Çok eskidendi. Ex askere giderken bunalıma girdi. Tabiki girecek değil mi? En büyük hakkı... Gidene kadar da canıma okudu. Yine kadın hikayesi klasik. O dönemde çalıştığım firmada güzel arkadaşlarım vardı. Müdürüm, hemen bırak dedi, arkana bile bakma kızım dedi. İçtim dağıttım, kızın evini basmaya bile gittim. Arkadaşlarımdan biri beni sokaktan topladı resmen . Sonra ben tekrar ex ile devam edince, bana güvenleri kırıldı. İçten içe söylemeselerde beni zayıf gördüler, aptal gördüler. Belki kendilerince haklılardı  da. Yavaş yavaş arkadaşlarımla arama mesafe girdi, unuttuk birbirimizi. İşte bugün... Tam bugün.. Beni sokaktan toplayan arkadaşımın oğlunu gördüm. Aynı O’na benziyor. Meğer benim ikizlerle aynı okula gidiyormuş. Kapıda eşini gördüm, onu da tanıyorum o zamandan. Bir acayip oldum. “ Yaptım, en sonunda yaptım. Kurtuldum. Akladım kendimi. Başardım bu sefer O’ndan kurtulmayı.. “ diye haykırmak geldi içimden. “Git eşine söyle, o eski dosta söyle” demek istedim.  

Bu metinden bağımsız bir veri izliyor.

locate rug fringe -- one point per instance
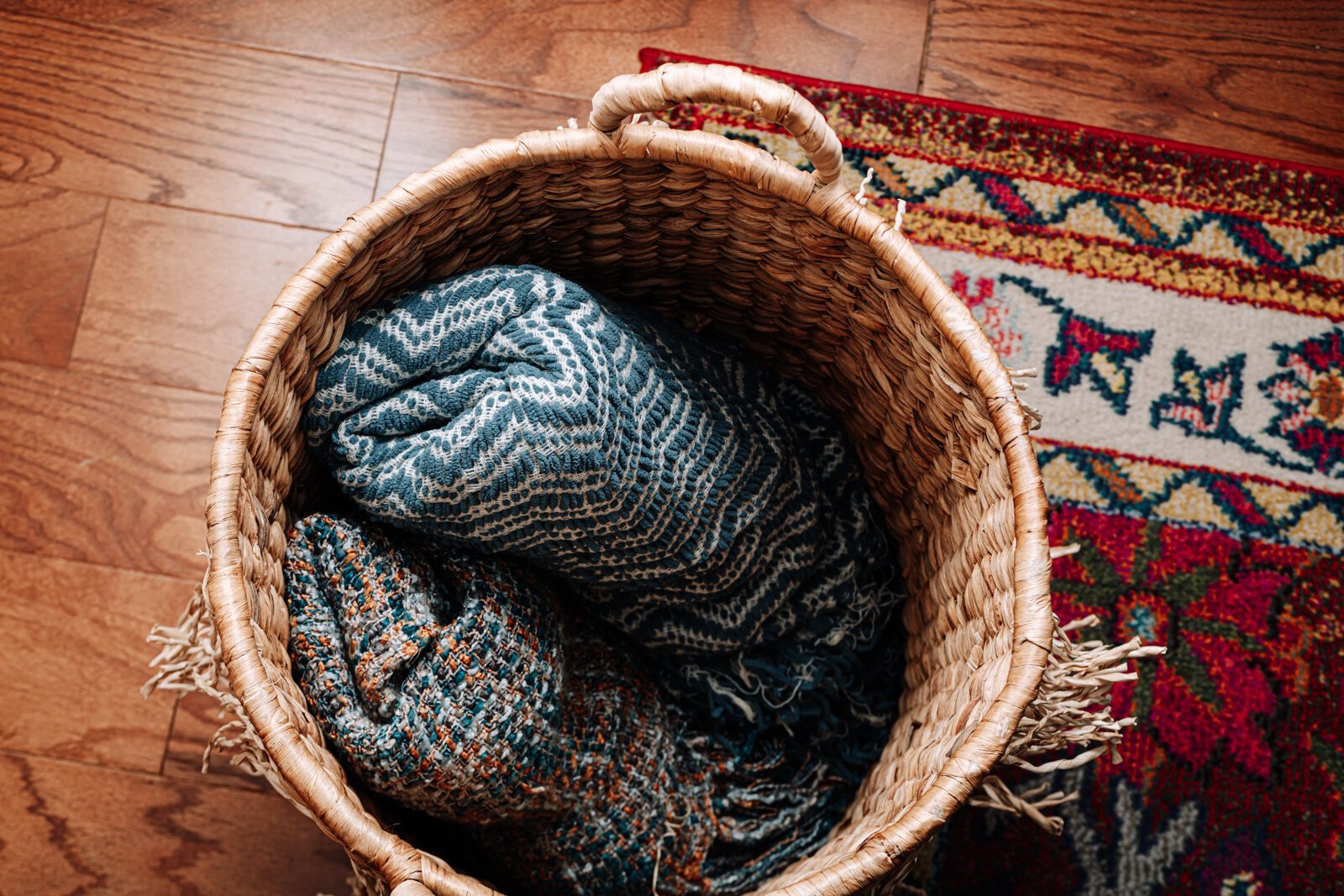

Aslında ben gönül borçlarımı da ödüyorum kendince biliyor musunuz, anlıyor musunuz beni...İnsanın bu dünyada boynu bükük olmayacak arkadaş, galiba yaptığım şeyin doğruluğundan o kadar eminim ki; bundan dolayı bu kadar güçlü ve içim huzur dolu hissediyorum.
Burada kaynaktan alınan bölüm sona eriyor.